4.06.2009

Fiction

There's something magnetic about a good story. I am introduced to people with no obligation to introduce myself to them. There is an opportunity to know someone intimately without being vulnerable yourself (without being vulnerable to the characters, at least). I am brought into a time and place different than my own, learning another culture's ways without having to participate in them (although sometimes I wish that I could). It's also refreshing to listen to a voice richer than what most of the academia I'm exposed to offers. I curl up on a chair in the library or in the corner of my couch and just read, falling into another world away from my own, which is cliche, but everyone feels that way about reading at some point.

I'm currently revisiting Orson Scott Card's Ender's Game, and it's just as good as I remember it being five years ago. I have loved the process of getting to know the characters, especially Ender and Valentine, who are interestingly complex, especially when I remind myself that they are not older than 10. Ender does the things he doesn't want to do, the things which spawn from the treatment he has been given all of his life. Valentine loves Ender deeply, but her love has become so removed that she hates herself for how she has forgotten. I love reading about the games, the battleroom. If the battleroom and quidditch were real, I would want to try playing them, at least once.

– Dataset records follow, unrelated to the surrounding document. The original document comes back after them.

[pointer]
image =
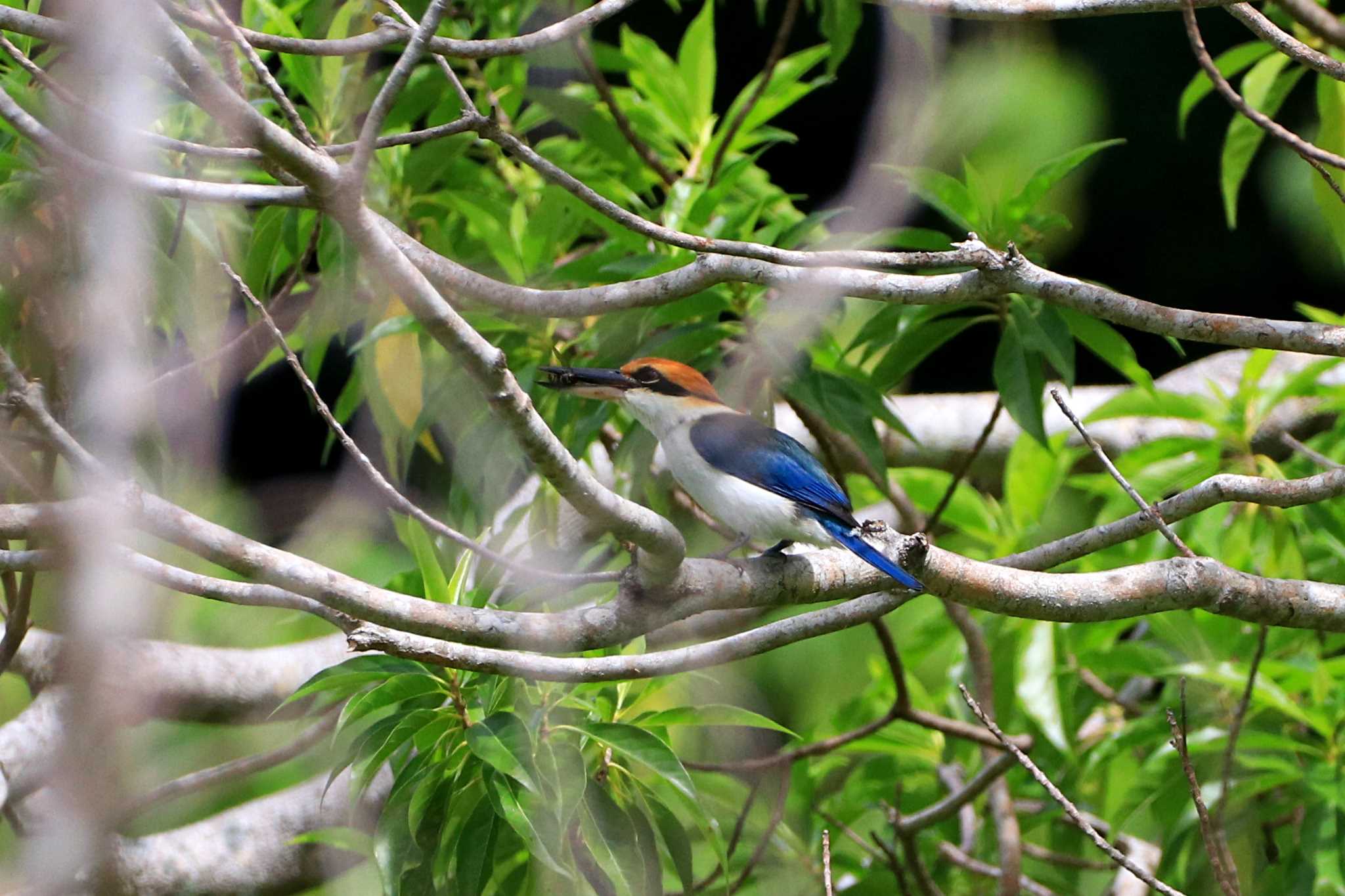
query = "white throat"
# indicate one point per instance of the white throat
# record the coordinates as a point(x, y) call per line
point(661, 414)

I think that I appreciate the writing more now that I'm older. The third-person narrative peeks into Ender's thoughts in an especially interesting way, and I really enjoy the vocabulary, the sentence composition, the attention to sensory intake. I would include an excerpt, but I don't want to carelessly choose one for the sake of this blog. It can wait.

I have so many novels on the bookshelf in Marcus' room just waiting to be read -- All the King's Men, One Hundred Years of Solitude, Frankenstein, Emma, The Kite Runner... just to name a few. I want to have the time to read each and every one of them. Maybe it's just a matter of making time.